Today, AI assistants (coding agents, web agents, etc.) rely on specialized assets like system instructions and multi-file "skills". These assets are often hardcoded into applications or scattered across repositories without version control.
This leads to several issues:
- 🗑️ Domain clutter: Assets are not part of the domain, but they are included in the project.
- 🔎 Discoverability: Hard to find assets for a specific purpose.
- 🔗 Sharing: Hard to share assets with other projects.
- 📋 Duplication: Assets are often duplicated across repositories.
- 📉 Version Drift: Different developers or tools using outdated versions of an instruction.
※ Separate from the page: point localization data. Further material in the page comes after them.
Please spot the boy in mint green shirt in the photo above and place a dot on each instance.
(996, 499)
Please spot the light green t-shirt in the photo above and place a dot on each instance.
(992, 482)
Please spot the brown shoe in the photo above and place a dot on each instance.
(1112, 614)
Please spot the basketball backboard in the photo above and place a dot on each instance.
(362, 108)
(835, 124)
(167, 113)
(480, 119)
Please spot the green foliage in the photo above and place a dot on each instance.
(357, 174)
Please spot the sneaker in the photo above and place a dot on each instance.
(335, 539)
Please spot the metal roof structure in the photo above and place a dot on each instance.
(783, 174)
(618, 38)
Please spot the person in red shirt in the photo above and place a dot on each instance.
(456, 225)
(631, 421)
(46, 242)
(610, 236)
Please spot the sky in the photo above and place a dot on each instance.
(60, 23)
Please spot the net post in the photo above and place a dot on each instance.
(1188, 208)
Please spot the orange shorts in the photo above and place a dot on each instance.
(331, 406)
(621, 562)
- 🕵️ No Traceability: Losing track of why a specific instruction was changed.
- 🏝️ Platform Silos: A "skill" built for one assistant is hard to use in another.
⚠️ Security Risks: Using unverified assets without integrity checks.
ARCA solves these problems by treating agentic assets as first-class versioned dependencies, much like NPM, Go Modules, or Maven.
- 📌 Deterministic Resolution: Use specific versions (SemVer) or commit SHAs to ensure your agent's behavior is predictable and reproducible.
- 🔀 Platform Independence: ARCA is not tied to one IDE. Its "Projection" system allows it to bridge versioned assets into terminal CLIs, VS Code, Cursor, or even mobile apps.
- 🛡️ Security by Default: Content-addressable hashing (SHA-256) ensures that what you run is exactly what was published.
- ⚡ Performance: The Go-based core is designed for speed, ensuring that syncing assets happens in milliseconds, even in complex workspaces.
- 🌐 Decentralized: No central "Store" required. Use your existing Git infrastructure or local file shares.